At this I decided to try something out of left field.
No Neural Networks
Maybe we can create a set static schedule that would perform well? Instead of using dynamic sensor input from the induction loops, maybe we could evolve a traffic phase timing schedule for each individual junction?
I created a new agent. Simulations using this agent would just be told the same static timing for each phase of each junction on the map repeatedly. Mating across the population would swap out timings for specific timings of a given junction between two parents with a probability, and a mutation rate for a random timing, same as our neural network mating.
I thought this idea had promise. And it did outperform pure chaos, so we had that going for us. This agent had a TTT average of 402,572 seconds… right in line with the Average and History agents.
After a lot of work we called it; you can check out the paper here which goes into a bit more depth of what I discussed here. To no one’s surprise, we didn’t produce better results than default settings by domain experts, but we did show that you could get some decent results with evolved neural networks.

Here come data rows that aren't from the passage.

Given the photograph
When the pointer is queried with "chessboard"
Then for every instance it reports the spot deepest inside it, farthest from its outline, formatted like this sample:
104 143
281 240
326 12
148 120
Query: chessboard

If I was to do this again, I would probably use more reinforcement learning than just an evolutionary approach. I also would try to parallelize SUMO somehow; its nature forced us to run one simulation at a time. Even with a decently powerful computer running it, ten generations of a population of ten networks took 10 hours! Experiments were slow to get results and iteration was a crawl because of it. This is a lesson I’d learn again in the future with some reinforcement learning projects.
I know I’m a bit more patient at traffic lights now.